Randy Laverne había terminado un botellín de cerveza y lo había dejado a un lado del umbral de la posada cuando oyeron el ruidoso traqueteo de un autocar local. Estos eran tan escasos que su llegada constituía un acontecimiento digno de ser fotografiado, y Seth Armstrong cogió su cámara y comenzó a hacer fotos del vehículo a medida que éste se aproximaba a la posada por la serpenteante carretera.
El autobús era un artefacto muy peculiar: grandes ruedas sin guardabarros, un capó que vibraba incesante sobre el estrepitoso motor, y las ventanas sucias de salpicaduras e insectos. El cristal del conductor estaba especialmente embadurnado con las vísceras de cientos de insectos suicidas, y Emil Gogosu, asomado a una de las puertas delanteras con una gran sonrisa en el curtido rostro, les señaló mediante gestos que debían subir.
El vehículo se detuvo; el conductor sonrió y sostuvo en alto un rollo de billetes de color pardo. Gogosu se apeó y ayudó a los americanos a depositar sus mochilas en el portamaletas que había en la parte superior del antiguo autocar. Después subieron, pagaron los billetes y se desplomaron en los durísimos asientos mientras el conductor aprovechaba que iban cuesta abajo para ahorrarle trabajo al motor.
George Vulpe iba sentado junto a Gogosu.
—Muy bien —dijo cuando recobró el aliento—, ¿hacia dónde nos dirigimos?
—Primero, mi paga —dijo el cazador.
—Viejo, tengo la impresión de que no confía en nosotros —replicó Vulpe.
—No tan «viejo», que sólo tengo cincuenta y cuatro años —dijo Gogosu—. Pero no he llegado a esta edad sin aprender que es mejor cobrar por adelantado.

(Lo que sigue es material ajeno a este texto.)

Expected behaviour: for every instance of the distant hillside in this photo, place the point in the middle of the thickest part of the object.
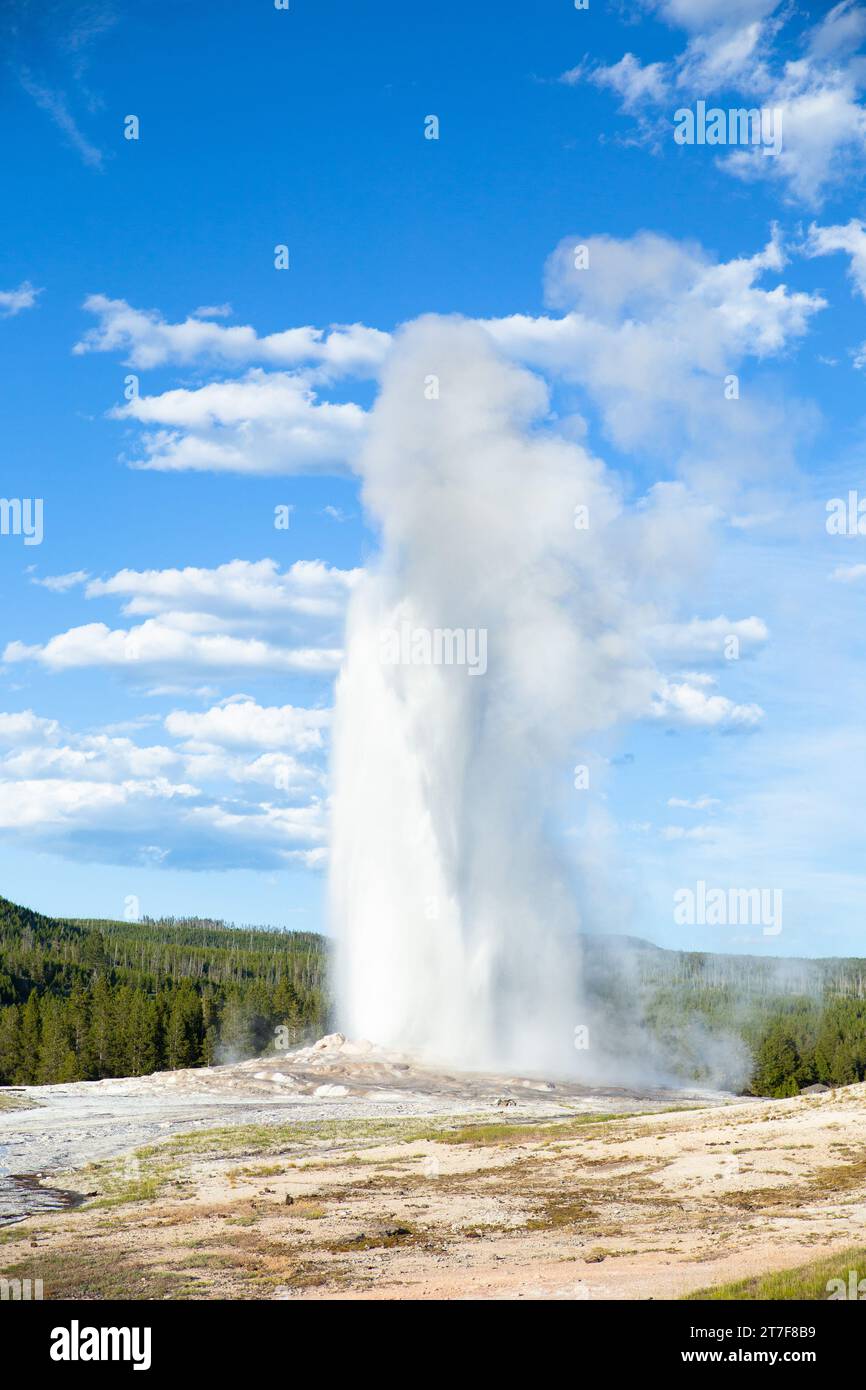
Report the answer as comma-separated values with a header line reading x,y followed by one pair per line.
x,y
84,1000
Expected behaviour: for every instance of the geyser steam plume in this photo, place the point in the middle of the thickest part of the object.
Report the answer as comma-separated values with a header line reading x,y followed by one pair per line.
x,y
451,895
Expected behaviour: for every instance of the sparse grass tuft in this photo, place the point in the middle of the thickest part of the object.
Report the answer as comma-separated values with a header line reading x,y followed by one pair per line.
x,y
806,1282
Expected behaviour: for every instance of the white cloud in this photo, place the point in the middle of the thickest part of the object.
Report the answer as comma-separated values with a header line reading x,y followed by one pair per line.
x,y
213,312
161,644
234,592
699,804
60,583
851,238
708,637
242,723
13,300
654,328
731,47
680,702
264,423
150,341
54,103
848,573
132,804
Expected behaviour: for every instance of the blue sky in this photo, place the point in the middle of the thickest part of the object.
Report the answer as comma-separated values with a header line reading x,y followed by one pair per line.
x,y
185,766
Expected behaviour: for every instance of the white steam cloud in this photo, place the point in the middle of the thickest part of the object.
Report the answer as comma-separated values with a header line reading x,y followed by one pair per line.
x,y
452,894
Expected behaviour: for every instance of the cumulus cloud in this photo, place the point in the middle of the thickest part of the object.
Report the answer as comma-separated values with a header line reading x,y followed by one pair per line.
x,y
652,330
699,804
242,723
148,339
164,644
681,702
196,802
14,300
744,47
60,583
708,637
851,238
237,592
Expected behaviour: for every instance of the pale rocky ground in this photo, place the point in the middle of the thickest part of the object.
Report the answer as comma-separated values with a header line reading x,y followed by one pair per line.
x,y
344,1172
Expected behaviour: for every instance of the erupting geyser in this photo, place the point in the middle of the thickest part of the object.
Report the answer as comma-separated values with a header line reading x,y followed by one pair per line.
x,y
489,637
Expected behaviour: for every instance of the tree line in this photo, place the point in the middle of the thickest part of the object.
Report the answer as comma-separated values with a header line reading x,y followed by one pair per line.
x,y
88,1000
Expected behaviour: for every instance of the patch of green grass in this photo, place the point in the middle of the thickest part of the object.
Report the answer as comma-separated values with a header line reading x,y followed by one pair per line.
x,y
806,1282
262,1171
515,1132
560,1214
376,1240
123,1180
84,1272
10,1101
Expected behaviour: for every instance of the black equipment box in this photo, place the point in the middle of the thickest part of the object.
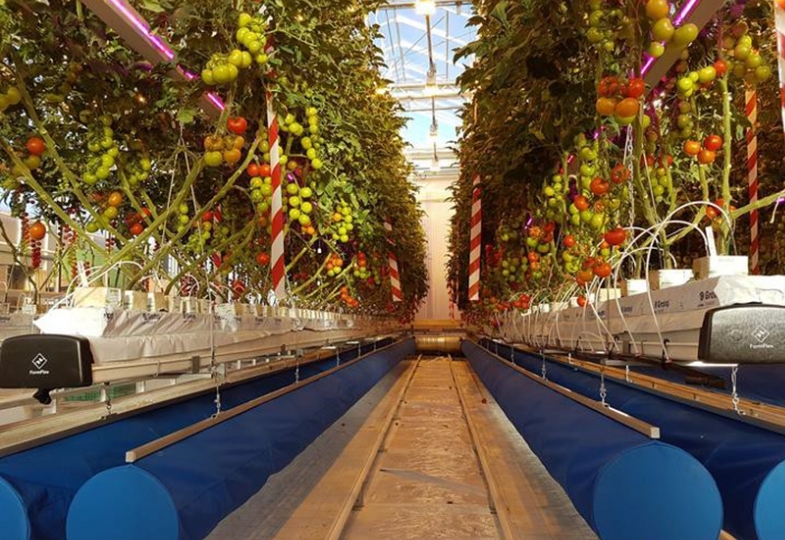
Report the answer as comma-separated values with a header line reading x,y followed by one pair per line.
x,y
45,361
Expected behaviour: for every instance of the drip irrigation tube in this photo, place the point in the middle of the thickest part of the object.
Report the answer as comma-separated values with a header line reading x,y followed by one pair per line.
x,y
38,485
625,485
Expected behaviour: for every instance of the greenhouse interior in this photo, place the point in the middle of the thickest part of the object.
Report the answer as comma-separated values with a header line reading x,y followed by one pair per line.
x,y
392,270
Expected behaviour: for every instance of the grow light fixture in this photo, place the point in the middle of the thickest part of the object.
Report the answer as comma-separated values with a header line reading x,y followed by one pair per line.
x,y
425,7
431,89
131,26
131,16
433,135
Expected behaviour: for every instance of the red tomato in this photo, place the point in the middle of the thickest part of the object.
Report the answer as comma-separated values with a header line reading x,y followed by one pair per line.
x,y
706,157
627,108
692,148
609,86
237,125
615,237
36,146
603,270
721,66
636,88
713,143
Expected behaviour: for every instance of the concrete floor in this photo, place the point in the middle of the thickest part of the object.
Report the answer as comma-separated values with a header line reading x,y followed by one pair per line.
x,y
427,482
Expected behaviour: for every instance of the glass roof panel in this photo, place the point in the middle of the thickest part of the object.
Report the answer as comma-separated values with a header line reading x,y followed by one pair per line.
x,y
407,55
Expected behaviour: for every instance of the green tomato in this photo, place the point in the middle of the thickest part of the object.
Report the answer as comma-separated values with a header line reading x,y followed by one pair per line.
x,y
213,159
597,221
707,75
244,19
236,58
742,52
663,30
685,34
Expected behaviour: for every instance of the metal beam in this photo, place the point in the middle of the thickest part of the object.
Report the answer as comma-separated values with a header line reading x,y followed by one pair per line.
x,y
412,5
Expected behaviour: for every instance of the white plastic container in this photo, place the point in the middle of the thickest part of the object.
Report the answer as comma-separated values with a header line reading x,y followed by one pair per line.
x,y
663,279
630,287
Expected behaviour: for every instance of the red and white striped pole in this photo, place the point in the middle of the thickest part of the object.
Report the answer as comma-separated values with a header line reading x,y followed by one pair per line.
x,y
392,260
752,166
277,262
475,243
779,22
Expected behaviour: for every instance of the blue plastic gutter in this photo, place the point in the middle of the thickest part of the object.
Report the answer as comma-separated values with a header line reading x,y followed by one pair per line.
x,y
184,490
38,485
626,486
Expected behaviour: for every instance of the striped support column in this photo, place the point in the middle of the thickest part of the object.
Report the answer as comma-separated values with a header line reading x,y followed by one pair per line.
x,y
277,262
476,243
395,275
752,166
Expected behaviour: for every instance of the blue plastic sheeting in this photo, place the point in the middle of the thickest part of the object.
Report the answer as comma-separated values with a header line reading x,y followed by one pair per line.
x,y
37,485
746,461
183,491
626,486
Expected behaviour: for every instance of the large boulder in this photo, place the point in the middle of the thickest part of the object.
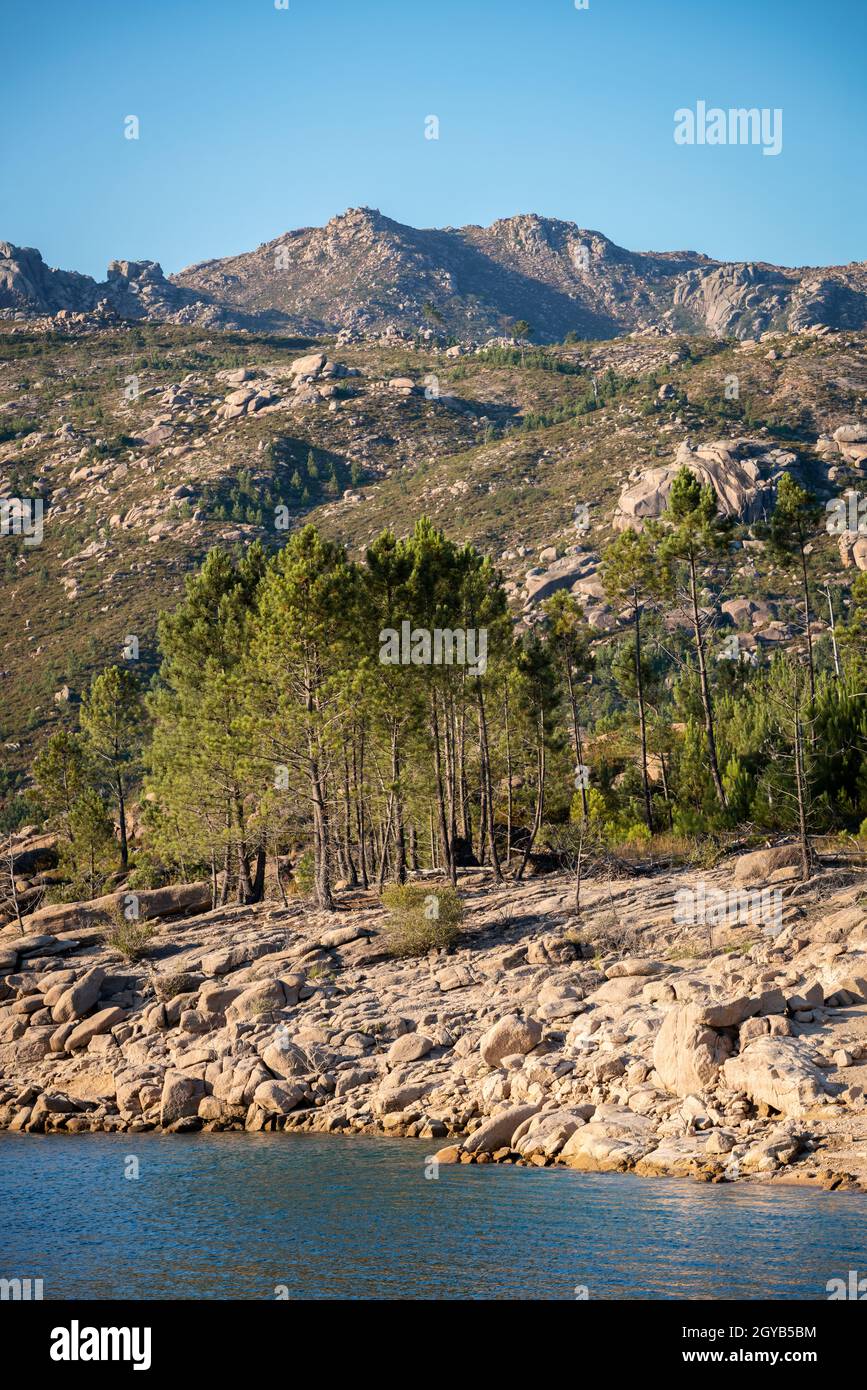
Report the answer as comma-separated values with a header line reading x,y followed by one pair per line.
x,y
498,1130
79,998
742,474
509,1036
756,868
153,902
777,1072
102,1022
610,1143
687,1052
181,1096
398,1094
278,1097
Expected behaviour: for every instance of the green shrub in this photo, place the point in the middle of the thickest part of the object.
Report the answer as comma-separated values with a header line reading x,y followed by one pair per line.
x,y
421,918
170,986
128,938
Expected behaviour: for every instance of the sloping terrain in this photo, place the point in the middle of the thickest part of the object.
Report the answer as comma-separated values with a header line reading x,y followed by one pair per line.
x,y
364,273
152,444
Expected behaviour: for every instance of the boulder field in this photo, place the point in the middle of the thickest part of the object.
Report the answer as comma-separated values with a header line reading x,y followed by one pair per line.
x,y
610,1041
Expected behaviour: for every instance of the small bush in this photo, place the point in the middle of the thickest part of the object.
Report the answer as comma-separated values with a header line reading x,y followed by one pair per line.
x,y
128,938
421,918
170,986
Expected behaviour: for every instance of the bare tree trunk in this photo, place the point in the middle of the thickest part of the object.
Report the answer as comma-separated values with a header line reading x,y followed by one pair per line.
x,y
443,830
706,704
360,826
575,731
832,623
509,797
352,876
13,884
398,808
806,854
486,783
809,622
641,717
122,822
538,812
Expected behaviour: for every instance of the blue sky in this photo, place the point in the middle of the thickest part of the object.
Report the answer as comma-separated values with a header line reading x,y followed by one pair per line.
x,y
256,120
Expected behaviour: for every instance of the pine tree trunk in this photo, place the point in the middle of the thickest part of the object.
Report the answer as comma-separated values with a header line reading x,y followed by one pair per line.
x,y
538,812
486,783
122,823
642,720
575,731
809,622
706,704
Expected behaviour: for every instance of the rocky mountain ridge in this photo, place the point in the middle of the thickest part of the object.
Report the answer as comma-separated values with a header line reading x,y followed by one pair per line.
x,y
364,274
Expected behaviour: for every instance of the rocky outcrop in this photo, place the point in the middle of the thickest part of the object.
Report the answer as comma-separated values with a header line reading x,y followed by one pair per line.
x,y
742,473
777,1072
366,274
517,1048
688,1052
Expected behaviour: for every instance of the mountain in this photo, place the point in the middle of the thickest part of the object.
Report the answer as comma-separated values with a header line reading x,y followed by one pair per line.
x,y
364,274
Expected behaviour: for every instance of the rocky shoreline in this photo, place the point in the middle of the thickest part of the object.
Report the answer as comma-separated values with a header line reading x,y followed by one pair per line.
x,y
616,1041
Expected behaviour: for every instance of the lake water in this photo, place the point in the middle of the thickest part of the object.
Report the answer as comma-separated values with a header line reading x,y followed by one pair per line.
x,y
324,1216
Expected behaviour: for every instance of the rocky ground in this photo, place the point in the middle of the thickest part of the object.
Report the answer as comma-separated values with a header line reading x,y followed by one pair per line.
x,y
618,1040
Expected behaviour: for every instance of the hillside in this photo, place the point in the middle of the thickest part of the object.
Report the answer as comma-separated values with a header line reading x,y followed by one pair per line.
x,y
367,274
150,444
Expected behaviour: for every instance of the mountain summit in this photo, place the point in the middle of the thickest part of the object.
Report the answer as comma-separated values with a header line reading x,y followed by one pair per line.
x,y
367,274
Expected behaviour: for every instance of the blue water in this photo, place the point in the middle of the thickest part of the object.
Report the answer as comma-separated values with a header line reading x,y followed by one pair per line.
x,y
325,1216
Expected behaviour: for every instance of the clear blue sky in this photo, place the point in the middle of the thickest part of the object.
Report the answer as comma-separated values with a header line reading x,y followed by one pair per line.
x,y
256,120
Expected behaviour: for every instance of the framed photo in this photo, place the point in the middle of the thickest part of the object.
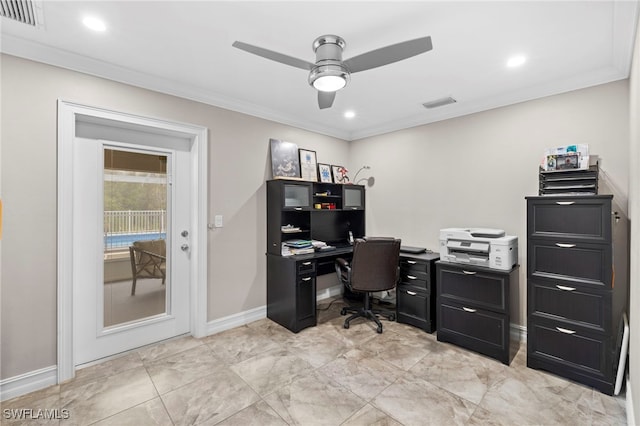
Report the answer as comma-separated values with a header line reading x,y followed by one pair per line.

No es un problema de confianza; no quiero que ustedes se caigan a un precipicio llevándose mi dinero en el bolsillo, eso es todo —y lanzó una carcajada cuando vio la cara que ponía Vulpe—. Vamos a Lipova, y allí cogeremos el tren a Sebis —dijo Gogosu un instante después—. En Sebis veremos si alguien nos puede llevar en su carro hasta la aldea de Halmagiu. ¡Y allí empezaremos la escalada! Es un largo camino, en verdad, lo contrario de un atajo. El castillo está sólo a unos cincuenta kilómetros de aquí, a vuelo de pájaro, pero no somos pájaros. De modo que en lugar de cruzar los montes Zarundului, los rodearemos. De todas maneras, es imposible ir a través, no hay caminos. Y Halmagiu es un buen lugar para instalar el campamento base. Y ahora despreocúpese; la subida no será muy difícil si la hacemos a la luz del día. Si un «viejo» como yo puede subir esas montañas, ustedes, los jóvenes, deberían trepar como cabras.